51Il y a un impératif d’action face à l’abus et à l’injustice (ici les arrestations arbitraires des opposants qui débouchaient sur des disparitions par milliers), un devoir de non réserve, dont l’aboutissement est de ne plus se sentir en dette. Le poids de la dette est quelque chose qui lie, attache, entrave, comme le dit Selim reprochant amicalement au jardinier de ne pas lui permettre de payer en vin ou en argent sa dette pour les fleurs qu’il lui fournit gratuitement et dont lui, fait commerce : « Tu ne veux pas de mon argent, tu ne veux pas de mon vin. Comme ça tu lies, tu ne dénoues pas » (p. 100).
52Dénouer les lacets, dénouer la dette de l’ami, c’est dans les deux cas la violence et le meurtre qui en sont la voie. C’est avec une image inattendue de nœud défait, de liens dénoués, que le jardinier évoque sa pratique de « guerre vagabonde » (p. 78), de lutte contre la dictature militaire : « des jours sans lendemain […], on va déliés à l’affrontement, on va face aux coups sans plier » (p. 86). Et c’est pour « dénouer » ce qui était resté lié que Selim se charge, sans en rien dire, d’accomplir le meurtre du proxénète de Laila, pour « racheter une dette », disproportion incompréhensible si on en restait à la lettre du texte, mais qui s’éclaire quand on entend le mot dette dans une comptabilité plus générale entre bien et mal (p. 107).

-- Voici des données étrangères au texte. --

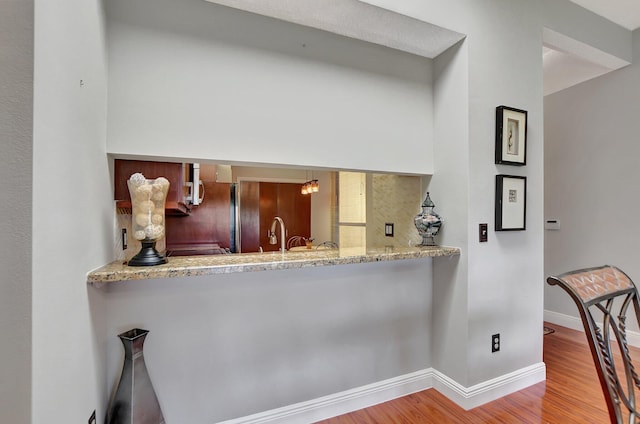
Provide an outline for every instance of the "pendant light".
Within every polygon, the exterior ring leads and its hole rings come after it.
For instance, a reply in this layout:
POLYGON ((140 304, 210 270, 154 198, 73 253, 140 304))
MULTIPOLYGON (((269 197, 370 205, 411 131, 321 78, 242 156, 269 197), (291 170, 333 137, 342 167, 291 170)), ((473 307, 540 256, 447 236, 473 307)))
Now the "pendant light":
MULTIPOLYGON (((309 178, 308 175, 307 175, 307 178, 309 178)), ((311 171, 311 179, 308 180, 306 183, 302 184, 302 187, 300 188, 300 193, 312 194, 312 193, 317 193, 319 191, 320 191, 320 184, 318 183, 317 179, 313 178, 313 171, 311 171)))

Ce à quoi nous pousse un autre passage, de Tu, mio cette fois, où s’adressant à son père, l’adolescent employait le mot dette à un double niveau, celui financier et banal de somme d’argent due et celui, moral et exigeant, de torts à réparer (p. 108).

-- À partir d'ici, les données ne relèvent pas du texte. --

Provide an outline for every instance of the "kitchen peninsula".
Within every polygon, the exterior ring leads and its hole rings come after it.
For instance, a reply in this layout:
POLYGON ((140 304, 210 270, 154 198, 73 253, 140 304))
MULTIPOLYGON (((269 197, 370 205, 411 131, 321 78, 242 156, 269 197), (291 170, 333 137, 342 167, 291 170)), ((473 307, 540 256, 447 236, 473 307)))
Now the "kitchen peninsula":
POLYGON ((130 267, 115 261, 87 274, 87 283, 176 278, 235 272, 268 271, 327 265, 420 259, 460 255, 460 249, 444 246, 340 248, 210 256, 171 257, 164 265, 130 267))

53Tre cavalli rapproche deux situations de meurtre, l’un de nature collective et guerrière (les actions armées du narrateur contre des policiers, puis un colonel, argentins), l’autre totalement privé (le meurtre du proxénète par Selim). Mais dans les deux cas, il s’agit d’un poids à prendre sur soi. C’est ce dont Selim a délesté le jardinier : « Un autre homme est à ma place d’assassin sans m’en ôter la faute, il n’ôte que le geste. » (p. 108). Et inversement quand il abandonne la résistance armée, le narrateur en embarquant pour les Falklands sent que « sans armes, [il] ne pèse plus rien » (p. 48).

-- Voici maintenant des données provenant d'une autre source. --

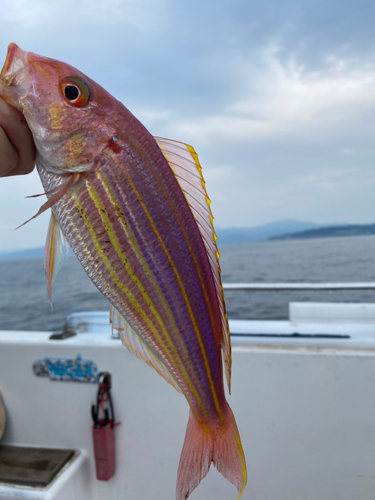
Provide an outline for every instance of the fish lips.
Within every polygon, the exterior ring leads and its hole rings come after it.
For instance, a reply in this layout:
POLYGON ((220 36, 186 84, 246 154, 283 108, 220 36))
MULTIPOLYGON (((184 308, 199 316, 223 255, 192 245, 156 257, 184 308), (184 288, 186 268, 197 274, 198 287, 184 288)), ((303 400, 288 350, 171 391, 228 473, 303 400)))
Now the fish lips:
POLYGON ((28 53, 11 43, 0 73, 0 97, 20 111, 20 99, 32 91, 28 66, 28 53))

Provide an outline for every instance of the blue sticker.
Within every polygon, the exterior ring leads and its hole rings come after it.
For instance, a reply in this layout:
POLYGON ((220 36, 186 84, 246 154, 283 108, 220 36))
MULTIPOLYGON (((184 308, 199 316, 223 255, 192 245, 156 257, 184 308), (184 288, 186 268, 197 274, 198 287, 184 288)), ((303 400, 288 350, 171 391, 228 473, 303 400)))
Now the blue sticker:
POLYGON ((69 382, 98 382, 98 366, 94 361, 82 359, 80 354, 76 359, 44 358, 33 364, 33 372, 38 377, 48 377, 50 380, 65 380, 69 382))

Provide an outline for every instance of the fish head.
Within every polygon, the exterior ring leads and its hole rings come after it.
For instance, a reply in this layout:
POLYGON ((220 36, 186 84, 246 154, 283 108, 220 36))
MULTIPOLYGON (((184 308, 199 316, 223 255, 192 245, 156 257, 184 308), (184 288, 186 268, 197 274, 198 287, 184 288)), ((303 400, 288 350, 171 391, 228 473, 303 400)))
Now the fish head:
POLYGON ((24 114, 38 157, 50 172, 95 170, 114 137, 117 102, 69 64, 12 43, 0 73, 0 97, 24 114))

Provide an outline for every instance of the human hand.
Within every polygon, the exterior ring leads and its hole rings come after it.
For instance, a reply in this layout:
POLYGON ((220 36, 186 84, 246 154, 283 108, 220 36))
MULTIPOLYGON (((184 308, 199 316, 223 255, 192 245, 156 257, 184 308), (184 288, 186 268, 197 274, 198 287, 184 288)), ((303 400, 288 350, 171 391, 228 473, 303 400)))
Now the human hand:
POLYGON ((0 177, 29 174, 34 165, 34 141, 23 114, 0 98, 0 177))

54Mais cette légèreté n’est pas de l’inconséquence ou du cynisme. À la place de l’arme, le narrateur désormais porte sur lui un livre. C’est sur cette substitution que se clôt le roman : « Je mets le livre dans la poche intérieure de ma veste, je le cale sur ma poitrine par-dedans. À l’ancienne place de l’arme, maintenant il y a le tout autre » (p. 109). On retrouve dans cette notion de « tout autre » la fonction que, nous l’avons vu, De Luca attribue à la littérature : être une deuxième chance pour le monde, l’occasion d’une correction du passé. Dans le finale de Tre cavalli, la ronde des objets échangés place le livre au rang d’instrument concret et donne au « tout autre » une substance physique. Passé et présent se rejoignent car l’espace de liberté que constitue la radicale différence contenue dans le « tout autre » renvoie autant à un univers inventé prenant forme dans la réécriture « en mieux » du passé, et dont les livres sont les porteurs bénéfiques, qu’à une réalité vécue dont nous trouvons la clé dans un autre texte, non fictionnel, l’article Ognuno di noi poteva, publié trois ans avant Tre cavalli : « Qui peut venir nous dire que le communisme a été prise du pouvoir, police secrète, dictature, goulag : nous n’avons rien été de tout cela et beaucoup de tout autre, à ce moment-là et à cet endroit-là, ouvertement » (LC, p. 17). Ce « tout autre » fut donc une condition existentielle réelle, une utopie qui avait trouvé son topos et son chronos, soulignés avec insistance dans la modulation libertaire allora e lì, « à ce moment-là et à cet endroit-là », qui réfute, encore une fois, le non ora, non qui, « pas maintenant, pas ici », autoritaire dont nous avons déjà vu que De Luca prend le contre-pied.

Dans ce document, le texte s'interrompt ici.